You got comfortable. Dinner. The usual salad and eggs with bacon. The Guitarist opened a bottle of wine. Cheers. You drank in silence. The moment came. He was an interesting man. Divorced. Didn’t have children. For nearly ten years, he had been running his own business. He was there to be alone with himself. Yes, he wasn’t very handsome, but there was some energy in this man. You listened and you kept silent. You kept silent because you were thinking about yourselves. It was not like we were very handsome either. Everyone was asking themselves what they had inside them. What was valuable inside each one of us? What was needed for you to seek or to change? Did you have to change anything? It was one quiet evening.
You walk. You feel that you can go further and further. You don’t stop at the planned albergue. Yes, you know that those who you’ve got to know at that moment – and have talked with, made friends with and have shared with – will be stopping there. You go on. You arrive late. You meet different faces. Getting to know them is what follows. You stay with these people for a day, for two days. You ask yourself “Now what?” To wait for those that you’ve got ahead of? To continue with the current ones or to hurry ahead again? The thought of the unknown doesn’t allow you to rest. It pulls you forward. You hurry ahead again. You think that you won’t see the faces you have left behind you ever again.
As our final destination approaches, the number of people on the road increases.

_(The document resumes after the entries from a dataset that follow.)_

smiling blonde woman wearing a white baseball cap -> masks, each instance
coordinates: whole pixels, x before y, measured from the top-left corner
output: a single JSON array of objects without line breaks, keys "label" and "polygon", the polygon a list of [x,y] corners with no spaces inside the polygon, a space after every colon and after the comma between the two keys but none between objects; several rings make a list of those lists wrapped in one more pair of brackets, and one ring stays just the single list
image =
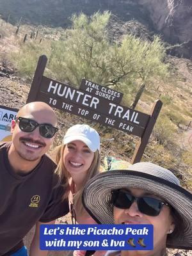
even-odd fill
[{"label": "smiling blonde woman wearing a white baseball cap", "polygon": [[[56,173],[63,183],[63,198],[69,199],[72,223],[96,223],[85,211],[82,204],[82,193],[88,180],[92,179],[100,168],[100,136],[95,129],[86,124],[70,127],[63,144],[57,149]],[[68,188],[68,189],[66,189]],[[85,251],[75,251],[74,255],[84,255]]]}]

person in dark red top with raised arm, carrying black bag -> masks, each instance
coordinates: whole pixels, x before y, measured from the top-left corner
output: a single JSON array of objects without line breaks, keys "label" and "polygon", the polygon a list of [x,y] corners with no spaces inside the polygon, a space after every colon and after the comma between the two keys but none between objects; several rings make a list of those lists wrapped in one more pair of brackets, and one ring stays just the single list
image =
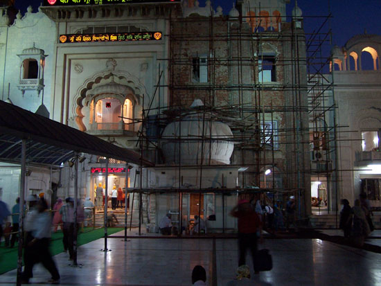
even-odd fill
[{"label": "person in dark red top with raised arm, carrying black bag", "polygon": [[[230,215],[238,218],[238,267],[246,264],[247,249],[250,249],[255,265],[255,256],[258,249],[257,231],[260,234],[260,241],[262,242],[263,240],[260,219],[247,199],[241,199],[238,205],[231,210]],[[255,268],[254,271],[258,273],[258,270]]]}]

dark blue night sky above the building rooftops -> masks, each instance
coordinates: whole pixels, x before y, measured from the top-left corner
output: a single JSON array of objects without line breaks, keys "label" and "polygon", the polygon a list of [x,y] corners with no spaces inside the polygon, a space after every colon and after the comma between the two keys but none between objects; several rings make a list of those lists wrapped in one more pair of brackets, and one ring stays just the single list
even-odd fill
[{"label": "dark blue night sky above the building rooftops", "polygon": [[[204,6],[205,0],[199,0],[200,6]],[[26,11],[26,7],[33,6],[33,10],[37,8],[42,0],[16,0],[16,7],[22,13]],[[233,0],[212,0],[213,7],[222,6],[225,14],[233,6]],[[288,5],[287,14],[294,6],[294,0]],[[364,33],[364,29],[368,34],[381,35],[381,1],[380,0],[299,0],[298,5],[303,10],[305,16],[305,31],[312,33],[313,30],[319,28],[324,18],[310,18],[312,16],[326,16],[329,11],[333,15],[331,26],[333,29],[333,44],[344,46],[346,41],[353,35]],[[330,6],[330,9],[329,9]],[[327,26],[328,28],[329,26]]]}]

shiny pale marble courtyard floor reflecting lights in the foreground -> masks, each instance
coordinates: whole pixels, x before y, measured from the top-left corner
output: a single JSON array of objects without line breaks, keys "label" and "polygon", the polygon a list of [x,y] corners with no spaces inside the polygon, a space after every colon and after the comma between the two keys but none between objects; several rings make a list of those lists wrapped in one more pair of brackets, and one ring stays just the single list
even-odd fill
[{"label": "shiny pale marble courtyard floor reflecting lights in the foreground", "polygon": [[[123,235],[123,232],[121,233]],[[206,269],[211,285],[381,285],[381,256],[317,239],[268,239],[260,247],[272,253],[272,271],[233,278],[238,264],[235,239],[110,238],[78,249],[82,268],[69,266],[67,253],[55,256],[61,285],[191,285],[195,265]],[[253,269],[251,259],[247,264]],[[31,284],[48,285],[48,272],[36,265]],[[0,276],[0,286],[15,285],[16,271]]]}]

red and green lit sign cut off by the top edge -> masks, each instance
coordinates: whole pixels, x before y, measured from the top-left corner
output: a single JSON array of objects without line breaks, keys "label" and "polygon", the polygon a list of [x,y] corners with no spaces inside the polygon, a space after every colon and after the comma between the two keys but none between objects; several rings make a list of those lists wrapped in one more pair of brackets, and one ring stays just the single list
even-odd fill
[{"label": "red and green lit sign cut off by the top edge", "polygon": [[129,3],[166,3],[180,0],[44,0],[44,6],[80,6],[80,5],[109,5]]}]

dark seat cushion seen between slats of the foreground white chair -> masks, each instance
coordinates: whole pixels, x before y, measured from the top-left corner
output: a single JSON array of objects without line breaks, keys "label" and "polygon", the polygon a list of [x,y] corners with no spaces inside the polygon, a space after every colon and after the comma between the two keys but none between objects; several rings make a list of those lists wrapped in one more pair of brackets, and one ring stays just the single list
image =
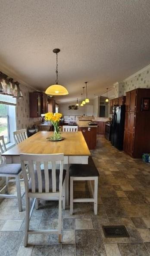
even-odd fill
[{"label": "dark seat cushion seen between slats of the foreground white chair", "polygon": [[[45,192],[45,174],[44,170],[41,170],[42,173],[42,192]],[[49,187],[50,192],[52,192],[52,170],[48,170],[49,173]],[[59,170],[56,170],[56,191],[59,191]],[[63,170],[63,182],[65,180],[66,176],[66,170]],[[29,191],[31,192],[31,178],[29,181]],[[35,192],[38,192],[38,174],[37,171],[35,171]]]}]

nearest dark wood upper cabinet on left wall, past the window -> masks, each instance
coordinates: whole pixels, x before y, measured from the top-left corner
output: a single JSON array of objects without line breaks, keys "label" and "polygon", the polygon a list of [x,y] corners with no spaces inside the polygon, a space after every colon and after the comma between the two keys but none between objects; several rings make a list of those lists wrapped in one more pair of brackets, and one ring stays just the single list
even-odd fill
[{"label": "nearest dark wood upper cabinet on left wall, past the window", "polygon": [[30,92],[30,117],[41,117],[47,113],[47,95],[43,92]]}]

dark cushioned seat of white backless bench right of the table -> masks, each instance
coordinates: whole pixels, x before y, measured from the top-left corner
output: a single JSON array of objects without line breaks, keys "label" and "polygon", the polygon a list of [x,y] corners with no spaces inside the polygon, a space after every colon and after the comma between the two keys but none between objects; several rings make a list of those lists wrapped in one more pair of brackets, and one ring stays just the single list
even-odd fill
[{"label": "dark cushioned seat of white backless bench right of the table", "polygon": [[88,164],[71,164],[69,175],[72,177],[98,177],[100,176],[92,157],[88,158]]}]

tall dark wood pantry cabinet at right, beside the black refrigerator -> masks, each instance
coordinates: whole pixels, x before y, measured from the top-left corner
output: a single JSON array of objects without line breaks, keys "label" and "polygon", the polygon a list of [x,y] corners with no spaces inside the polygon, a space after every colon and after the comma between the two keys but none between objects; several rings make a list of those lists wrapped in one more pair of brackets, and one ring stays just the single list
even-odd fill
[{"label": "tall dark wood pantry cabinet at right, beside the black refrigerator", "polygon": [[150,153],[150,108],[142,110],[150,89],[135,89],[126,93],[124,151],[133,158]]}]

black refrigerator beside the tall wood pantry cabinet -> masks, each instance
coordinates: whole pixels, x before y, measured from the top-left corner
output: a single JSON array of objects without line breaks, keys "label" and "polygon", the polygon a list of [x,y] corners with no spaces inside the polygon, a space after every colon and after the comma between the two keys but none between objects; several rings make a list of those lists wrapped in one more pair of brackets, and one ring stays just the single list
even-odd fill
[{"label": "black refrigerator beside the tall wood pantry cabinet", "polygon": [[112,112],[111,144],[119,150],[123,150],[125,105],[113,106]]}]

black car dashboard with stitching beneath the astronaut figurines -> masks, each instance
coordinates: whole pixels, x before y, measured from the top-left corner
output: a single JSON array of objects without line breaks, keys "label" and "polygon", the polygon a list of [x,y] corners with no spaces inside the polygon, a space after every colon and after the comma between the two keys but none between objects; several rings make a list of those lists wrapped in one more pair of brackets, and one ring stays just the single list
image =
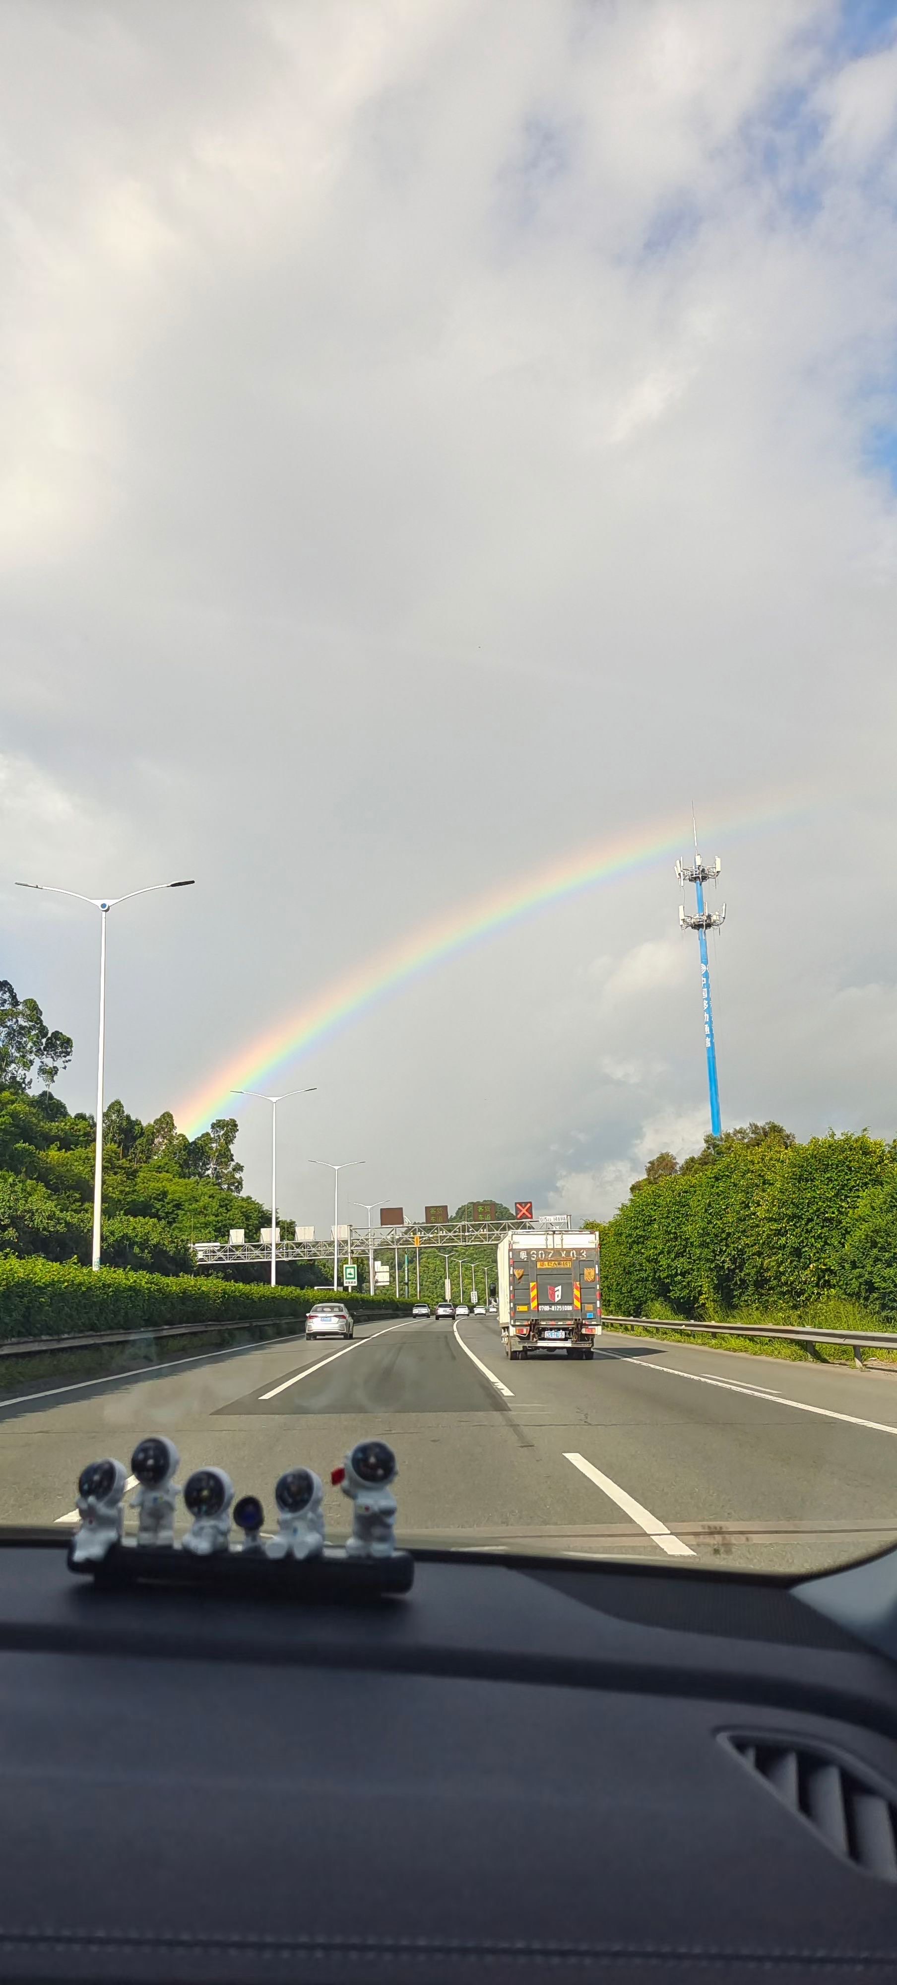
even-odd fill
[{"label": "black car dashboard with stitching beneath the astronaut figurines", "polygon": [[776,1580],[415,1558],[278,1604],[4,1542],[0,1981],[897,1977],[881,1650]]}]

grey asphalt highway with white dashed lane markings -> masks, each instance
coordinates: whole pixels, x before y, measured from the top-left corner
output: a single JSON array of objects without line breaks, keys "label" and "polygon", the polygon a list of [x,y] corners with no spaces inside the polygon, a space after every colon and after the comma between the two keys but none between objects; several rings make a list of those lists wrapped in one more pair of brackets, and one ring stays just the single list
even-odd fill
[{"label": "grey asphalt highway with white dashed lane markings", "polygon": [[0,1403],[0,1522],[71,1522],[105,1453],[167,1433],[181,1481],[256,1491],[329,1471],[363,1435],[399,1457],[399,1534],[490,1550],[808,1570],[897,1540],[897,1376],[599,1340],[591,1364],[508,1362],[494,1318],[377,1320],[343,1346],[280,1338]]}]

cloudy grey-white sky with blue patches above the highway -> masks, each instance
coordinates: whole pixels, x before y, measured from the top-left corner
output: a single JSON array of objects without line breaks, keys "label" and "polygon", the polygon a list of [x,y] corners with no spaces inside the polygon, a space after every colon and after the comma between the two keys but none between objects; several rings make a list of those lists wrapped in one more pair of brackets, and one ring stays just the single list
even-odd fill
[{"label": "cloudy grey-white sky with blue patches above the highway", "polygon": [[[0,0],[4,967],[278,1203],[609,1215],[708,1127],[897,1133],[897,4]],[[657,832],[655,832],[657,830]],[[270,1191],[268,1106],[234,1098]],[[357,1195],[357,1201],[355,1201]]]}]

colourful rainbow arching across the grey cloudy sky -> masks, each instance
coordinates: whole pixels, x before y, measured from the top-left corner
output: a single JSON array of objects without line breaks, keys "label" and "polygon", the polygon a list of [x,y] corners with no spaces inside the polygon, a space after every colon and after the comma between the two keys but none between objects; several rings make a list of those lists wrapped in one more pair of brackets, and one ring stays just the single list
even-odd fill
[{"label": "colourful rainbow arching across the grey cloudy sky", "polygon": [[[746,832],[778,826],[792,818],[800,806],[754,804],[750,812],[716,818],[716,830]],[[714,832],[716,832],[714,830]],[[191,1137],[216,1116],[234,1110],[234,1090],[254,1090],[270,1084],[274,1072],[284,1062],[300,1062],[314,1048],[359,1020],[381,1000],[399,992],[411,981],[421,979],[445,959],[468,951],[488,937],[498,937],[514,923],[534,917],[540,909],[564,903],[572,895],[597,889],[601,883],[617,881],[651,863],[669,860],[689,850],[691,834],[683,832],[683,820],[653,824],[641,834],[621,834],[564,856],[560,861],[538,869],[514,883],[474,897],[462,907],[433,917],[433,921],[409,931],[385,951],[375,953],[361,965],[353,965],[339,979],[333,979],[320,992],[298,1006],[288,1018],[266,1028],[250,1046],[228,1056],[192,1094],[185,1096],[175,1120],[185,1125]]]}]

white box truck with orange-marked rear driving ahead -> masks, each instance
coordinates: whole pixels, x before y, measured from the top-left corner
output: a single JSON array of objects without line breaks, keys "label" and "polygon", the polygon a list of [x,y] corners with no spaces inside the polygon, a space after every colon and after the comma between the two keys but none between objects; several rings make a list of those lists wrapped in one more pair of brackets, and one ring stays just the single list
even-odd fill
[{"label": "white box truck with orange-marked rear driving ahead", "polygon": [[518,1227],[498,1245],[498,1324],[508,1358],[591,1358],[601,1336],[597,1235]]}]

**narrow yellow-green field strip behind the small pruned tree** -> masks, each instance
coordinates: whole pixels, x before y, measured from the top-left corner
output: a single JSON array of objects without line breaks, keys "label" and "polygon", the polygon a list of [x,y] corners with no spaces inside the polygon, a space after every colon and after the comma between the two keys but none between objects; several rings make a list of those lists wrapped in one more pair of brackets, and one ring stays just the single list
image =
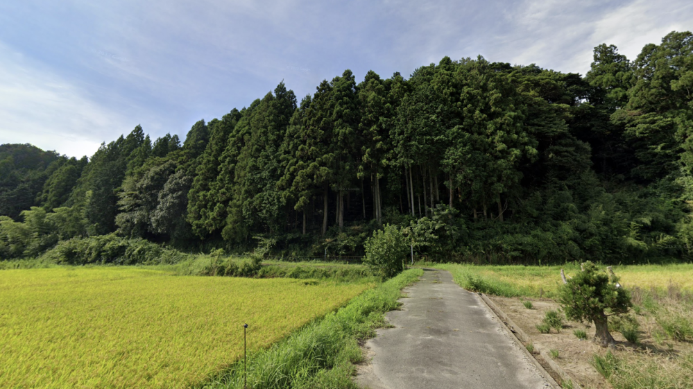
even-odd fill
[{"label": "narrow yellow-green field strip behind the small pruned tree", "polygon": [[[561,269],[565,270],[568,277],[580,271],[579,265],[572,263],[564,266],[477,266],[452,263],[434,266],[450,271],[455,282],[465,288],[470,287],[470,282],[479,282],[482,288],[490,288],[488,293],[506,297],[539,297],[540,294],[544,297],[554,297],[562,283]],[[654,288],[663,291],[671,284],[683,291],[693,292],[692,263],[612,268],[620,277],[620,283],[628,288],[638,286],[646,290]]]}]

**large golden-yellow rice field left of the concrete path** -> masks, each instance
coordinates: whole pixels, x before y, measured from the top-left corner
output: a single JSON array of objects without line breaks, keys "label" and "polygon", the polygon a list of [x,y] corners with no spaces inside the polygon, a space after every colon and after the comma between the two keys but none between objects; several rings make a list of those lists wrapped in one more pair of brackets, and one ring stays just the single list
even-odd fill
[{"label": "large golden-yellow rice field left of the concrete path", "polygon": [[185,388],[368,285],[135,268],[0,272],[0,388]]}]

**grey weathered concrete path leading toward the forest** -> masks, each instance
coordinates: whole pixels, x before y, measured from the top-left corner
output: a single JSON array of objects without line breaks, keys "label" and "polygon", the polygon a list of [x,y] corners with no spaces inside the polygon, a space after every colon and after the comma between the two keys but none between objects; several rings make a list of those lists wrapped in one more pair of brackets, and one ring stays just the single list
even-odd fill
[{"label": "grey weathered concrete path leading toward the forest", "polygon": [[404,289],[394,328],[379,329],[366,347],[372,360],[357,376],[370,389],[551,388],[474,293],[444,270],[425,270]]}]

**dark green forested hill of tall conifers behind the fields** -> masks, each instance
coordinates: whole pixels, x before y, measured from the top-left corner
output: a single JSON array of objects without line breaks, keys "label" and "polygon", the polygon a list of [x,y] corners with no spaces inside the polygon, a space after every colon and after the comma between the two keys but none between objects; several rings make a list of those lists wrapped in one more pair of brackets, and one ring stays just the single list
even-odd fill
[{"label": "dark green forested hill of tall conifers behind the fields", "polygon": [[300,102],[280,83],[182,144],[137,126],[88,163],[0,146],[0,255],[112,233],[349,255],[390,223],[436,260],[687,259],[691,132],[689,32],[635,60],[597,46],[584,77],[481,57],[346,70]]}]

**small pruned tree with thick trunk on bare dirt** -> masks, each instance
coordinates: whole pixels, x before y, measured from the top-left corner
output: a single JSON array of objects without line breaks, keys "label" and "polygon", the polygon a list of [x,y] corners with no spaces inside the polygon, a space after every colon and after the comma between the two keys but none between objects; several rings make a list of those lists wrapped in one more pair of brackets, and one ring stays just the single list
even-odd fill
[{"label": "small pruned tree with thick trunk on bare dirt", "polygon": [[597,265],[587,261],[582,270],[572,278],[566,278],[563,269],[563,287],[558,292],[558,302],[567,318],[594,322],[596,334],[592,341],[602,347],[614,345],[609,333],[608,317],[622,315],[631,308],[631,295],[618,283],[618,277],[608,268],[607,274]]}]

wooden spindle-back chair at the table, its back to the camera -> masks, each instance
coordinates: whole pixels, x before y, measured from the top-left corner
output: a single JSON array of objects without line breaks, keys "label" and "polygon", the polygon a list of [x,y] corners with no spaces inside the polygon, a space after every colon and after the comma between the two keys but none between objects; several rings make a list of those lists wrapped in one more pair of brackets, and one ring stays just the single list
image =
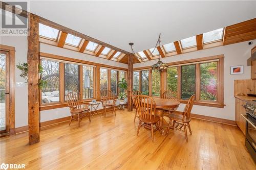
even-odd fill
[{"label": "wooden spindle-back chair at the table, its back to the camera", "polygon": [[[135,105],[137,112],[139,114],[139,126],[137,130],[137,135],[139,135],[139,130],[141,123],[148,124],[151,126],[151,138],[154,143],[154,132],[159,130],[161,133],[160,127],[160,117],[156,116],[156,103],[154,99],[147,95],[136,95],[135,96]],[[154,129],[153,125],[156,126]]]}]

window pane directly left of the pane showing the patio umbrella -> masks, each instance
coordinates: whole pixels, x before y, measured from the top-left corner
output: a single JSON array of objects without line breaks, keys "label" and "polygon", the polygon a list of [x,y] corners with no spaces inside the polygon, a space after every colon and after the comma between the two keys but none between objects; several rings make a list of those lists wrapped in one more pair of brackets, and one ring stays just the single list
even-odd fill
[{"label": "window pane directly left of the pane showing the patio umbrella", "polygon": [[65,63],[65,99],[71,91],[79,91],[78,65]]}]

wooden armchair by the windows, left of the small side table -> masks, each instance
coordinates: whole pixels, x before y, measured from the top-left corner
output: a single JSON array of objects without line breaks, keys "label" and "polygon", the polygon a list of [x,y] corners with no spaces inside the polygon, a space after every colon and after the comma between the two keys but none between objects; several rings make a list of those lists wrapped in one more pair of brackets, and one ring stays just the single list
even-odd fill
[{"label": "wooden armchair by the windows, left of the small side table", "polygon": [[[82,119],[82,117],[84,116],[88,116],[89,121],[91,122],[91,117],[89,113],[90,111],[89,103],[82,101],[82,96],[78,91],[72,91],[68,93],[67,103],[71,113],[69,125],[74,119],[78,121],[78,127],[80,127],[80,121],[81,121],[80,119]],[[83,112],[86,112],[86,113],[83,113]],[[77,115],[77,117],[74,117],[74,115]]]}]

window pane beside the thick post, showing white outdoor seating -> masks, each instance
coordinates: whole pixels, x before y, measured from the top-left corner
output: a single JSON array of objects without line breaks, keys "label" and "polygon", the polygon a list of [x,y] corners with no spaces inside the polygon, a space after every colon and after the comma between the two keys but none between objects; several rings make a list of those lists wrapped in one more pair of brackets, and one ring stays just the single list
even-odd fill
[{"label": "window pane beside the thick post, showing white outdoor seating", "polygon": [[41,102],[59,102],[59,62],[41,60],[41,66],[44,69],[41,78],[47,82],[41,90]]}]

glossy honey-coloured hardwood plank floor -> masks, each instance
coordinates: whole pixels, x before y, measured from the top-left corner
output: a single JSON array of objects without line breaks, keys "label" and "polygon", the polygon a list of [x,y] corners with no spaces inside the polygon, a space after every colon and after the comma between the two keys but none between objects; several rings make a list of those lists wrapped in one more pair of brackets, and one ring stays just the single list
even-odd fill
[{"label": "glossy honey-coloured hardwood plank floor", "polygon": [[255,169],[238,127],[192,119],[188,142],[182,132],[162,136],[140,128],[134,112],[83,119],[40,131],[29,145],[28,133],[1,138],[1,162],[25,163],[26,169]]}]

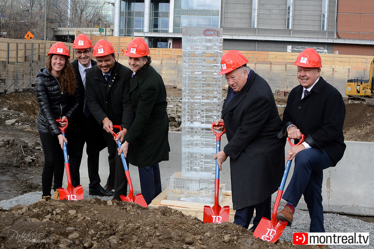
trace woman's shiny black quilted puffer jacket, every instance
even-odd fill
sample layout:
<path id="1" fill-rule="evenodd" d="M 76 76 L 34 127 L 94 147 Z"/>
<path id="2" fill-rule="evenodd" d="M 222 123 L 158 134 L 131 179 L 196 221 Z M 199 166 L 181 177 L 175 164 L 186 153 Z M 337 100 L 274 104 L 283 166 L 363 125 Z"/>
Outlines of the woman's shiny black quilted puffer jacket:
<path id="1" fill-rule="evenodd" d="M 74 95 L 61 92 L 60 84 L 47 68 L 39 70 L 35 80 L 35 94 L 39 103 L 38 131 L 61 134 L 56 119 L 65 116 L 68 121 L 82 112 L 83 96 L 79 91 Z"/>

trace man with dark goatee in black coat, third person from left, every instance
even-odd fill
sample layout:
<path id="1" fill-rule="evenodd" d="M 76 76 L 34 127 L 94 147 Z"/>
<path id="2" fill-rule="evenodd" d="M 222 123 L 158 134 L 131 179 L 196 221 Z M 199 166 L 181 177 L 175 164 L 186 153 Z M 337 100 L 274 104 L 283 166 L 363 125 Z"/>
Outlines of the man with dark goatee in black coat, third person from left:
<path id="1" fill-rule="evenodd" d="M 121 200 L 121 195 L 127 195 L 127 180 L 112 134 L 113 125 L 120 125 L 123 130 L 119 132 L 119 137 L 123 138 L 134 120 L 129 94 L 131 71 L 116 61 L 113 46 L 106 40 L 96 43 L 92 55 L 96 57 L 97 65 L 86 74 L 87 104 L 104 129 L 108 161 L 115 162 L 115 169 L 110 169 L 115 173 L 113 200 Z"/>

Not everyone wants to walk, or is able to walk, the whole distance. What is the whole distance? There are no starting points. On the road, you will meet people that went on foot from their homes. They travelled one thousand, two thousand kilometres. You will also meet people that are returning, walking back to where they started. Every traveller makes a decision – what they want and what their soul needs. You feel bound to the road. You and it become one. What are you going to do when this journey is over? Will you miss it? Questions. The answers to which everyone has to find for themselves.
The day you enter Santiago de Compostela. You feel joy that you made it. You feel fear from going back to your real life. There is nostalgia, joyful cheers and promises to write to the people that you walked with. To call on the phone or send the pictures you’ve taken. You are surprised that you see people around you, people that you thought were days behind you or are days ahead of you. The road had been separating and reuniting you, without getting in the way of the meetings you had to experience, of the opportunity to be left alone when that was needed.
—
The return flight is in an hour. You are sitting there, quiet and waiting. The machine will bring you back to the life that you left and that you wanted to change all the time. You are convinced that each one of you will succeed. In their own way.
—
The Colleague got married. Far away from her country. When you talk on the phone, she sounds happy. The Little One also went far away. He is creating in a team of people who share his thoughts. The Guitarist is here. Sometimes, you can meet him in his club. He opened it along with a friend from his childhood.
And what of you? You began to believe in love. You set off to where you always felt pulled towards. The love of travelling. “Buen Camino!”